The United States welcomed on Thursday Russian President Vladimir Putin’s upcoming talks with his Armenian and Azerbaijani counterparts that are meant to defuse increased tensions in the Nagorno-Karabakh conflict zone.
“We welcome Putin’s initiative to meet with the presidents of Armenia and Azerbaijan,” James Warlick, the U.S. co-chair of the OSCE Minsk Group, wrote on his Twitter page. “We urge strict respect for the ceasefire.”
The separate talks scheduled to take place in Sochi on Saturday were announced by Russian Foreign Minister Sergey Lavrov on Monday following an upsurge in deadly fighting between Armenian and Azerbaijani forces. Lavrov did not rule out the possibility of a trilateral meeting between Putin, Armenia’s Serzh Sarkisian and Azerbaijan’s Ilham Aliyev.
Sarkisian on Thursday expressed readiness to meet Aliyev through a statement by his press office that announced his impending departure to Sochi. It said a trilateral meeting should focus on “issues related to the peaceful settlement of the Nagorno-Karabakh conflict, as well as the situation resulting from the recent escalation fomented by Azerbaijan.”
“Convinced that there is no alternative to a negotiated settlement, the Armenian side has always been in favor of high-level meetings,” added the statement.
Belarus -- President Of Azerbaijan Ilham Aliyev and his Armenian counterpart Serzh Sarkisian at the summit meeting of the Supreme Eurasian Economic Council in Minsk, October 25, 2013
Later in the day, the chief of the Armenian presidential staff, Vigen Sargsian, met with the U.S. and Russian ambassadors and the French charge d’affaires in Yerevan to discuss the most recent Karabakh-related developments. A joint statement by the diplomats representing the Minsk Group co-chair countries said Sargsian “provided an update on the current situation.” It said they “expressed their hope the upcoming meetings in Sochi will contribute to the peaceful settlement of the conflict.”

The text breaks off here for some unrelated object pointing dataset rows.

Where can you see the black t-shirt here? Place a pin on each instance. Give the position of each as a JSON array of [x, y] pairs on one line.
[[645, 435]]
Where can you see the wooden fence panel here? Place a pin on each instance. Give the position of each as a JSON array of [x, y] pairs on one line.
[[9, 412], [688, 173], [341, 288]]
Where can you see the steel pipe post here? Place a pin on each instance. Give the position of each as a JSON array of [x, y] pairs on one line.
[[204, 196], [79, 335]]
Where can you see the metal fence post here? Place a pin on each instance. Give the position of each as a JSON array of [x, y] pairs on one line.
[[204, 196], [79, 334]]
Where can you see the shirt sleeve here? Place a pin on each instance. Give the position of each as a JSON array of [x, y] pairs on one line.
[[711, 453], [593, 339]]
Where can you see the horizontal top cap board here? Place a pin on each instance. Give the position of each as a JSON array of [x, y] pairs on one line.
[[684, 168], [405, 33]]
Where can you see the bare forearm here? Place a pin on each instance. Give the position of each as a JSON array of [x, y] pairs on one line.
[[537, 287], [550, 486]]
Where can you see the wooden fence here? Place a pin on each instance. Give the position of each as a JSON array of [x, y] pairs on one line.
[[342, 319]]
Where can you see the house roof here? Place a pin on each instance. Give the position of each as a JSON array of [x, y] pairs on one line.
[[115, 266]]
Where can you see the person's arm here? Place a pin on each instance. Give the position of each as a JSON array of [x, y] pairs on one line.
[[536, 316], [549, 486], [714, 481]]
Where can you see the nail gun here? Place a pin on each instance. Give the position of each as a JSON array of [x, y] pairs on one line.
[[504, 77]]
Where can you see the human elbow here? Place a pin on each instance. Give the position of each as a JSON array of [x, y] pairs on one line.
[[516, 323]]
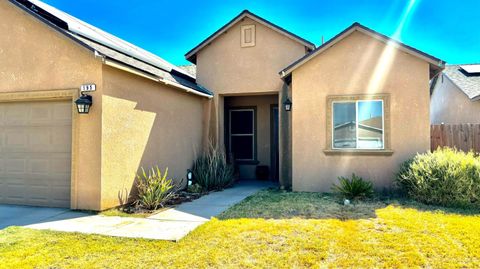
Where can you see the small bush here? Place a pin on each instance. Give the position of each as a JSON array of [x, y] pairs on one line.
[[355, 188], [154, 189], [211, 171], [445, 177]]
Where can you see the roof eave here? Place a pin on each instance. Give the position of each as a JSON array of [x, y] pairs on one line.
[[127, 68], [434, 62]]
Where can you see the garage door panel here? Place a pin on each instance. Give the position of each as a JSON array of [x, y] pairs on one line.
[[35, 153]]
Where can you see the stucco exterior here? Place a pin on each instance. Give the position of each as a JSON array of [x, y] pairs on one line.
[[450, 105], [228, 69], [36, 59], [347, 69], [145, 124], [133, 122]]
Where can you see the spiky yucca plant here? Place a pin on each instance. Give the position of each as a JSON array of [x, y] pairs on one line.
[[212, 171], [154, 189], [355, 188]]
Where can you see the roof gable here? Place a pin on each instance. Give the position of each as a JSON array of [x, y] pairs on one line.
[[436, 65], [113, 50], [466, 82], [191, 55]]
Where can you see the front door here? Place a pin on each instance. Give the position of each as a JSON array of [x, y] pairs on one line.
[[241, 134], [274, 144]]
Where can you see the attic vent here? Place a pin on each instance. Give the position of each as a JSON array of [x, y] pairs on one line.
[[247, 36], [471, 69]]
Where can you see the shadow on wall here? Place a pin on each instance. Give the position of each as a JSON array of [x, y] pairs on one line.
[[125, 135], [144, 135]]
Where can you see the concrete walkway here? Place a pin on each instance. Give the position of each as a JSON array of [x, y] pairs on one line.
[[172, 224]]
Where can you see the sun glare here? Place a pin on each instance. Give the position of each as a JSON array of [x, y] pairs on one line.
[[386, 59]]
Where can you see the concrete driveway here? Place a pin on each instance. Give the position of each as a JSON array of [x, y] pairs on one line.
[[14, 215], [172, 224]]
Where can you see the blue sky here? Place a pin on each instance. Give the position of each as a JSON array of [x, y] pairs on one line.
[[447, 29]]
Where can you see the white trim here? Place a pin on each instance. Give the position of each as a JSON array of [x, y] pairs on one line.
[[252, 134], [357, 124]]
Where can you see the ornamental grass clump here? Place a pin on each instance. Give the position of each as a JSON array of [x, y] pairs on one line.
[[355, 188], [446, 177], [154, 189], [212, 171]]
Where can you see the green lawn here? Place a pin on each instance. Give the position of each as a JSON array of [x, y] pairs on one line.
[[273, 229]]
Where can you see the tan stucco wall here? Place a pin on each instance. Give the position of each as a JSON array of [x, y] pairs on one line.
[[230, 70], [346, 69], [263, 105], [450, 105], [34, 57], [145, 123], [226, 68]]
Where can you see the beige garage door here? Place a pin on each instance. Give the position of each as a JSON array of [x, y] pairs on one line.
[[35, 146]]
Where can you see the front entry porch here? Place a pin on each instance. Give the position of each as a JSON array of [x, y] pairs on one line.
[[251, 136]]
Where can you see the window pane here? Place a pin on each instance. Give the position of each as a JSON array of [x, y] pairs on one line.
[[370, 124], [344, 129], [242, 147], [241, 122]]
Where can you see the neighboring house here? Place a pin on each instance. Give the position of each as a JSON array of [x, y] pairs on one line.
[[456, 95], [360, 105], [145, 111]]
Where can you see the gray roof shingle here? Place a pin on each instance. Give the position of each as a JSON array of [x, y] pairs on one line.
[[189, 68], [468, 83]]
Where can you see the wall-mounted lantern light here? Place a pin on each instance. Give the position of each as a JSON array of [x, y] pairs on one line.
[[287, 105], [84, 102], [189, 177]]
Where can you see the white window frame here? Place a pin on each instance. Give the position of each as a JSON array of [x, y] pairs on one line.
[[356, 123], [253, 135]]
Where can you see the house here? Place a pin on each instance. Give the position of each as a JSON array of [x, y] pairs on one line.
[[355, 101], [53, 156], [358, 103], [456, 95]]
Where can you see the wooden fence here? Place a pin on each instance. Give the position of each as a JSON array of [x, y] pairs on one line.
[[465, 137]]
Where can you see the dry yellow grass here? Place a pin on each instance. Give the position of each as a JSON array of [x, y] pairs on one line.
[[393, 237]]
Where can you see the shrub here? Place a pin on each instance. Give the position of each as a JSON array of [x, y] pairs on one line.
[[211, 171], [445, 177], [154, 189], [354, 189]]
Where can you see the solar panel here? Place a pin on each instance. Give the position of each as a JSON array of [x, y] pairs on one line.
[[82, 28], [471, 68]]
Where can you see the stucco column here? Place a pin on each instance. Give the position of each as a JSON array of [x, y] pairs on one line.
[[284, 140]]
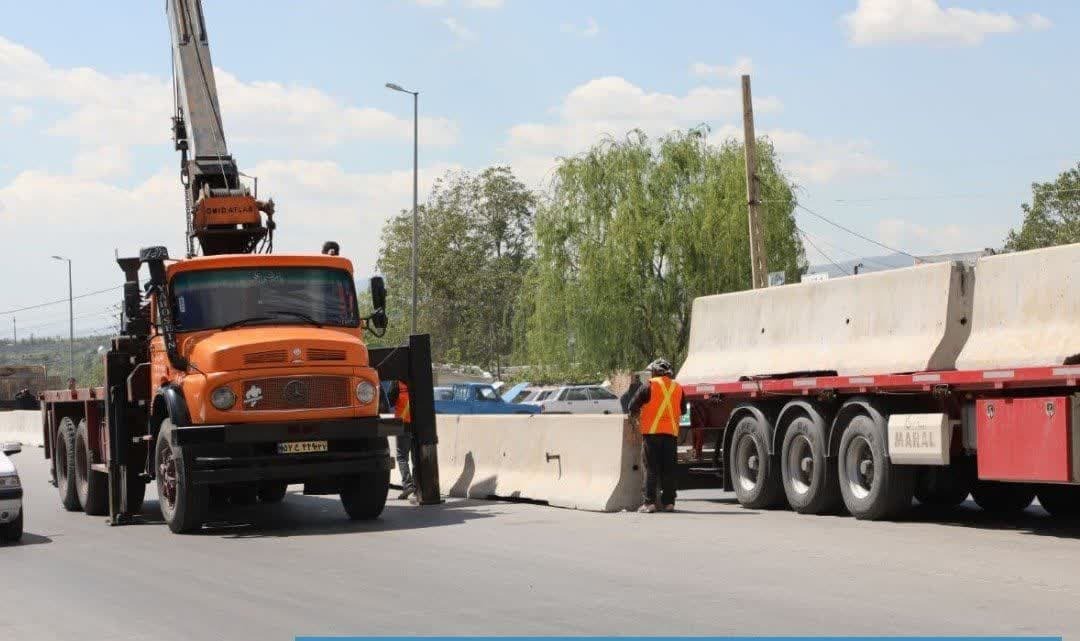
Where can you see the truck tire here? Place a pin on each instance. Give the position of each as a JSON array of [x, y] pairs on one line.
[[364, 495], [183, 503], [873, 488], [12, 531], [64, 462], [1002, 498], [754, 473], [272, 491], [946, 486], [93, 487], [810, 482]]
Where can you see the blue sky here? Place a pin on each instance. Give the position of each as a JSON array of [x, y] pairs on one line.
[[920, 123]]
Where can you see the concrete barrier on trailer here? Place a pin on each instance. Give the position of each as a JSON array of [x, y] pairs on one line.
[[1026, 310], [23, 426], [899, 321], [578, 461]]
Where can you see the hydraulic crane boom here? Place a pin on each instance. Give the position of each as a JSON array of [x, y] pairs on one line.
[[221, 214]]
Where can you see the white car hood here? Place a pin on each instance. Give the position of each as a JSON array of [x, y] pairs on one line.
[[5, 465]]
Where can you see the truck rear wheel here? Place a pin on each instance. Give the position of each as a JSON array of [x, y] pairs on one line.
[[1002, 498], [754, 473], [64, 462], [93, 487], [183, 503], [1061, 501], [810, 483], [873, 488]]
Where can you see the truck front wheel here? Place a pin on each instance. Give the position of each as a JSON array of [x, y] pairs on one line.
[[873, 488], [183, 503], [754, 473], [364, 495]]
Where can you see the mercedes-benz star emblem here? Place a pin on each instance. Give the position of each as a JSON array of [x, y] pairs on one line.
[[295, 392]]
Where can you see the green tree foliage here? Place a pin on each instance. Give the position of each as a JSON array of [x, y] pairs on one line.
[[475, 234], [634, 231], [1053, 216]]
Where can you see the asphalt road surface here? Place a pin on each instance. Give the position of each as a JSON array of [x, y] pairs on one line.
[[474, 567]]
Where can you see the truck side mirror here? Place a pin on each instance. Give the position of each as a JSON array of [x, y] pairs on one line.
[[379, 302]]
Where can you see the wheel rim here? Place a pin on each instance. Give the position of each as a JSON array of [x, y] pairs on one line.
[[166, 477], [747, 463], [859, 465], [800, 464]]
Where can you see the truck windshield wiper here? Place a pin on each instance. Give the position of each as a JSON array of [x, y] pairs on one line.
[[299, 315], [245, 322]]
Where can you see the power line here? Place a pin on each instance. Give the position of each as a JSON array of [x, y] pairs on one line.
[[62, 300], [827, 257], [852, 232]]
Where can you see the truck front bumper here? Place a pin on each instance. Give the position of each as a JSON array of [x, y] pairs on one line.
[[246, 452]]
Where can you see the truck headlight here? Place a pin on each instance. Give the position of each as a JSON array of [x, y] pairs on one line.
[[223, 398], [365, 392]]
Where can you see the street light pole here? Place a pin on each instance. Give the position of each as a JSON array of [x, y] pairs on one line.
[[416, 173], [70, 318]]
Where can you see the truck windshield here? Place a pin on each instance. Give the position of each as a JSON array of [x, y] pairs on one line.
[[296, 296]]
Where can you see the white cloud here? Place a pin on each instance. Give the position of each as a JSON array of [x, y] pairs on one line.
[[590, 29], [741, 66], [133, 109], [612, 105], [459, 30], [876, 22]]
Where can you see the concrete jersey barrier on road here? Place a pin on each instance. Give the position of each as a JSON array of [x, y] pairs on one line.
[[1026, 310], [907, 319], [578, 461], [22, 425]]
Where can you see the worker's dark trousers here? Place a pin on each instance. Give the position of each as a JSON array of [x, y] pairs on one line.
[[659, 468], [404, 450]]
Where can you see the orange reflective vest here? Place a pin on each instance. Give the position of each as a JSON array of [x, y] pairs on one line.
[[402, 409], [661, 413]]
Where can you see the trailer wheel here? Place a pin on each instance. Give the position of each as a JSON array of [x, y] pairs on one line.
[[873, 488], [810, 482], [754, 473], [947, 486], [1002, 498], [272, 492], [65, 463], [183, 503], [93, 487], [1061, 501]]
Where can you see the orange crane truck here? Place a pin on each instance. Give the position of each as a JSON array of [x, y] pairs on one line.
[[239, 371]]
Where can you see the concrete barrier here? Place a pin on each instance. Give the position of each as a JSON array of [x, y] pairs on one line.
[[578, 461], [22, 425], [1026, 310], [899, 321]]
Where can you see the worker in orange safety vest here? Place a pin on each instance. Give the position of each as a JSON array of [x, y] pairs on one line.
[[399, 398], [659, 404]]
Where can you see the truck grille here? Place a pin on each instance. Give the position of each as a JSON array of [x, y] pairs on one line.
[[264, 357], [291, 393]]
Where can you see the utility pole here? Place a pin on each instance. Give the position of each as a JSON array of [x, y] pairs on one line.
[[758, 264]]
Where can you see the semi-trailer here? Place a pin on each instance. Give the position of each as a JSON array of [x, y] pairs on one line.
[[935, 382]]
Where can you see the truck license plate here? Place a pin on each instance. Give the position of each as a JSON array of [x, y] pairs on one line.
[[301, 447]]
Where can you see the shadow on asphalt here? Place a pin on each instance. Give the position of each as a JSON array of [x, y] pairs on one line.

Aliyev’s office issued no statements on the Sochi talks. The Azerbaijani leader posted instead dozens of tweets blaming the Armenian side for the latest escalation and threatening it with a full-scale war. “The war is not over. Only the first stage of it is. But the second stage may start too,” read one of them.
It was announced earlier this week that Warlick and fellow diplomats from Russia and France co-chairing the OSCE Minsk Group will not be present at Putin’s meetings with Sarkisian and Aliyev.
“We hope for constructive and positive meetings in Sochi,” Foreign Minister Edward Nalbandian told RFE/RL’s Armenian service (Azatutyun.am) after a weekly cabinet meeting in Yerevan on Thursday. “But its results depend on Azerbaijan’s mood, on whether it will get back on the constructive path.” Nalbandian declined to comment further.
For his part, Defense Minister Seyran Ohanian suggested on Wednesday that the Sochi talks represent an opportunity to resume Armenian-Azerbaijani dialogue. “We all understand that dialogue is the necessary condition for a political settlement,” he told a news conference.
Still, Ohanian cautioned that while the talks initiated by Putin could ease tension on the frontlines they are unlikely to preclude further ceasefire violations.